Back in 2006, then-Senator Barack Obama gave a speech at the Call to Renewal’s Building a Covenant for a New America conference. These were his prepared remarks:
… we first need to understand that Americans are a religious people. 90 percent of us believe in God, 70 percent affiliate themselves with an organized religion, 38 percent call themselves committed Christians, and substantially more people in America believe in angels than they do in evolution.
This religious tendency is not simply the result of successful marketing by skilled preachers or the draw of popular mega-churches. In fact, it speaks to a hunger that’s deeper than that – a hunger that goes beyond any particular issue or cause…
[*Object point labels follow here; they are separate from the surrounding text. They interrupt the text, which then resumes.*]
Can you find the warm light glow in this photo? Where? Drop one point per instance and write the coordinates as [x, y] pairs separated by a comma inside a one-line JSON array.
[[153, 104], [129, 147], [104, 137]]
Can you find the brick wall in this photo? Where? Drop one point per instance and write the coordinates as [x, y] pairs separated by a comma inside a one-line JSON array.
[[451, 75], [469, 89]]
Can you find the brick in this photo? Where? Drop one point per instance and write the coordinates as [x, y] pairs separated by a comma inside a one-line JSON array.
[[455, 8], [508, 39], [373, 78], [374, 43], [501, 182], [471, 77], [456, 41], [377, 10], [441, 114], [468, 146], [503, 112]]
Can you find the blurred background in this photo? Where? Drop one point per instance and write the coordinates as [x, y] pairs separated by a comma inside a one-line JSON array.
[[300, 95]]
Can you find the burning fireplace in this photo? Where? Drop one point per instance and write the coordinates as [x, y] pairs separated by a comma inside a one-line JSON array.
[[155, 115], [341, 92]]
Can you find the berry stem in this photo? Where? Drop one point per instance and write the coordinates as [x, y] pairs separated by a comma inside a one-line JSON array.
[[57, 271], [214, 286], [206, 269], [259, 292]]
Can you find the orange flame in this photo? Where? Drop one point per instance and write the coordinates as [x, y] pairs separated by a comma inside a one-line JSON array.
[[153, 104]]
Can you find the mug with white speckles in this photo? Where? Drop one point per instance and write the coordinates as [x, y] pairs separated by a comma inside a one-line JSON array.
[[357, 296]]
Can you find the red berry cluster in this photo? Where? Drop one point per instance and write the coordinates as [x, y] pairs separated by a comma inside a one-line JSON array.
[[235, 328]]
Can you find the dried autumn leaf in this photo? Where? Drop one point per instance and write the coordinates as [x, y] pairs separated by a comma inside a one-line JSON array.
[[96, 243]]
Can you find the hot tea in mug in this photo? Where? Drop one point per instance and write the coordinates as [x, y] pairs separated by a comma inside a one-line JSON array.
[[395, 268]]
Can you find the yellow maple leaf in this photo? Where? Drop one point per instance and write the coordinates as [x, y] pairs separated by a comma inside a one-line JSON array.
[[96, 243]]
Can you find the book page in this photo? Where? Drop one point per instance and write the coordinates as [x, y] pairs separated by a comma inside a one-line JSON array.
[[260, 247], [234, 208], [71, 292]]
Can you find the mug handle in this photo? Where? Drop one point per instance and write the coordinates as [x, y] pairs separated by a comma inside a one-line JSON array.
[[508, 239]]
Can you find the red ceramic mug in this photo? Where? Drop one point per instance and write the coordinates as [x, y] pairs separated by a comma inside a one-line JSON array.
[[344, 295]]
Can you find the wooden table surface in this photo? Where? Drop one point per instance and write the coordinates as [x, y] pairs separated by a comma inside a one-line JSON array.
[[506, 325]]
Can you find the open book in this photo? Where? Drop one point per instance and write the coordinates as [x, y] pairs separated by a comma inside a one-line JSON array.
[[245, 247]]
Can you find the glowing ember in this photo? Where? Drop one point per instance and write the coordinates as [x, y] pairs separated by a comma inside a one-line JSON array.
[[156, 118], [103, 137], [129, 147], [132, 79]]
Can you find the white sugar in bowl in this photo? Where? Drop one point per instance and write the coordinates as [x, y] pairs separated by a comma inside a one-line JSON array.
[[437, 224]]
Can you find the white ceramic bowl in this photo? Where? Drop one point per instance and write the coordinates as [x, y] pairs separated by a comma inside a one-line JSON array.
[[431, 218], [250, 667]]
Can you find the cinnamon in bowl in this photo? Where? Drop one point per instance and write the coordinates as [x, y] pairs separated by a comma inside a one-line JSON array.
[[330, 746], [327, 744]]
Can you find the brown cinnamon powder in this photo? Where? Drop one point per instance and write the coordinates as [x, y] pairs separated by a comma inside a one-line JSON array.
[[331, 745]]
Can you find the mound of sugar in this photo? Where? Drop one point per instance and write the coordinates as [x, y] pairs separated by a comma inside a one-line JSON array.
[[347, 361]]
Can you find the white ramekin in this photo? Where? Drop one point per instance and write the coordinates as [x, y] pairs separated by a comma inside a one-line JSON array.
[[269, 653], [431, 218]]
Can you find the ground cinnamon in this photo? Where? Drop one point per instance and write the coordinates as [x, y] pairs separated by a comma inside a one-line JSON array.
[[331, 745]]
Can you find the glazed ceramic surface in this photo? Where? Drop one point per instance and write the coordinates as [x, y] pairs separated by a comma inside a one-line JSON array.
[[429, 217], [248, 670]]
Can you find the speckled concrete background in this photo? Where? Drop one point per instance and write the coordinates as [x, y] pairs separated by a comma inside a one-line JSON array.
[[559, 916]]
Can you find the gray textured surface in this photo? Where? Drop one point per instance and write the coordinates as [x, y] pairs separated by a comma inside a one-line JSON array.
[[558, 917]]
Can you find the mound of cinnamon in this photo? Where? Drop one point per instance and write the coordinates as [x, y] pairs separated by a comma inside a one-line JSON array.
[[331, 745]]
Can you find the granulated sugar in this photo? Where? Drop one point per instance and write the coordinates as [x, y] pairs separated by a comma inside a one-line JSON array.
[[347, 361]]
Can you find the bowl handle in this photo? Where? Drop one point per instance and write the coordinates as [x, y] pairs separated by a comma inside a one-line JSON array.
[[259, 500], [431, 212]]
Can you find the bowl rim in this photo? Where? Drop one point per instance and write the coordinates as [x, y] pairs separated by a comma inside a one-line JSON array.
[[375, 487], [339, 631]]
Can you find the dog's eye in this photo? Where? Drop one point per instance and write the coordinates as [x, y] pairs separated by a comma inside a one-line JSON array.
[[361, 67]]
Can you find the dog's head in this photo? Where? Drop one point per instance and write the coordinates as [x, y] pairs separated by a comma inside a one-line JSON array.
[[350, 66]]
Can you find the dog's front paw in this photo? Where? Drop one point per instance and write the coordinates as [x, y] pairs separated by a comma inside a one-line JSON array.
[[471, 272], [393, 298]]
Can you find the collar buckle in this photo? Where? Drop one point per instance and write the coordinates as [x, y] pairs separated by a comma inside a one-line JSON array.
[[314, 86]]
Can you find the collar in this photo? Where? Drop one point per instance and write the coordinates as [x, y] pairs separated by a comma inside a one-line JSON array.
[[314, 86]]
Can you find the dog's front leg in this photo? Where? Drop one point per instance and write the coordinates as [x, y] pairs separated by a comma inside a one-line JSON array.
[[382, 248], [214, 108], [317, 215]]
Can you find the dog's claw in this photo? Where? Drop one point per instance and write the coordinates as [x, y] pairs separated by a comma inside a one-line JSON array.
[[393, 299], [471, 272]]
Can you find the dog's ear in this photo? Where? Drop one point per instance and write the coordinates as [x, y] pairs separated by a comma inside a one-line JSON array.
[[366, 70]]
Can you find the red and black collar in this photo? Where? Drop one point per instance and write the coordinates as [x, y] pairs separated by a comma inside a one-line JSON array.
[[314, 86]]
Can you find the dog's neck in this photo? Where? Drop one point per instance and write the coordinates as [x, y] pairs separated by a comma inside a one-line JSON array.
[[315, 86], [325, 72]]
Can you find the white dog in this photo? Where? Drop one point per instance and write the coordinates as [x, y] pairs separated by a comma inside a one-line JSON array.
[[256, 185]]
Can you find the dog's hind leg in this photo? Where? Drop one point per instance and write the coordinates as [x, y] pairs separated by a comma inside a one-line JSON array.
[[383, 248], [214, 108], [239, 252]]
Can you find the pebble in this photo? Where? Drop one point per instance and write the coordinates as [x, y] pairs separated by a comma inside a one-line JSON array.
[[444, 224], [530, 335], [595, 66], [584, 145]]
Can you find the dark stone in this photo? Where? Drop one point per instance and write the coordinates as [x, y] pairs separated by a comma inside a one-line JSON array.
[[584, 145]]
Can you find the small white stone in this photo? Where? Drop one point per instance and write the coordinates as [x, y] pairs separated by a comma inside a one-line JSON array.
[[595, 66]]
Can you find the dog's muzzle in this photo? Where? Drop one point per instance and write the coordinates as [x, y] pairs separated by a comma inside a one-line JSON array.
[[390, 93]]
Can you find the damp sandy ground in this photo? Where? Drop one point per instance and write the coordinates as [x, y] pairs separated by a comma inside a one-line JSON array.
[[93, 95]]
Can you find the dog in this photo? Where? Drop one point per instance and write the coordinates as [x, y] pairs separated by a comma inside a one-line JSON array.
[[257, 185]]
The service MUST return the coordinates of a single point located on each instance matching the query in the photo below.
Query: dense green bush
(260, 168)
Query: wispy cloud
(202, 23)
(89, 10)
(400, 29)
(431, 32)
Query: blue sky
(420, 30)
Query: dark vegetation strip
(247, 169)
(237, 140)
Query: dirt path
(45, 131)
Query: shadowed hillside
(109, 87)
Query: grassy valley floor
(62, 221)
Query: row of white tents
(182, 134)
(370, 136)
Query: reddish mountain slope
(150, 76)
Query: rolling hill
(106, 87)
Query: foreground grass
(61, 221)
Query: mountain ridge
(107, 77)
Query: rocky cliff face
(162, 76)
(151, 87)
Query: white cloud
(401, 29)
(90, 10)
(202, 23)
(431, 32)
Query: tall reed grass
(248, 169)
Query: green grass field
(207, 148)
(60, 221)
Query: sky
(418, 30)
Moreover, given the increasing diversity of America’s population, the dangers of sectarianism have never been greater. Whatever we once were, we are no longer just a Christian nation; we are also a Jewish nation, a Muslim nation, a Buddhist nation, a Hindu nation, and a nation of nonbelievers.
It’s trademark Obama-circa-2006. Not overtly alienating anybody. Speaking about how we are one nation. How we must come together.
It’s clear, though, that despite the mention of the word “nonbelievers” (which is appreciated), it’s not pro-secular at all. If anything, it speaks to how religious our nation is now — except that Christianity is no longer the only faith that matters.
Why bring this all up now?
Because Focus on the Family’s political wing, CitizenLink, just sent out a mailer to voters in Iowa and they make it sound like Obama’s anti-Christian:
“Whatever we once were, we are no longer a Christian nation.”
Wait, what? In the speech quoted above, Obama said, “we are no longer just a Christian nation.” But what’s four letters between friends, right? Hell, I’m thinking of four letters right now…
As it turns out, though, when Obama delivered the speech, he accidentally stumbled through that line. So what was actually recorded was this:
Whatever we once were, we are no longer a Christian nation — at least, not just. We are also a Jewish nation, a Muslim nation, a Buddhist nation, and a Hindu nation, and a nation of nonbelievers.
To anyone with a brain, the sentiment is the same.
In either case, the quotation — technically correct, but completely taken out of context by Focus on the Family — was meant in support of religion diversity in America. If it’s “anti-Christian” in the least, it’s only in the sense that not all Americans are Christians. That’s not slander. That’s a fact.
And that must be why they take such great pains to avoid it.
They’re a Christian Right group. They can’t handle the truth, even when it supports their side.
(I also love the bit about same-sex marriage. Apparently, Obama hates marriage so much that he wants to make sure gay and lesbian couples can, um, get married.)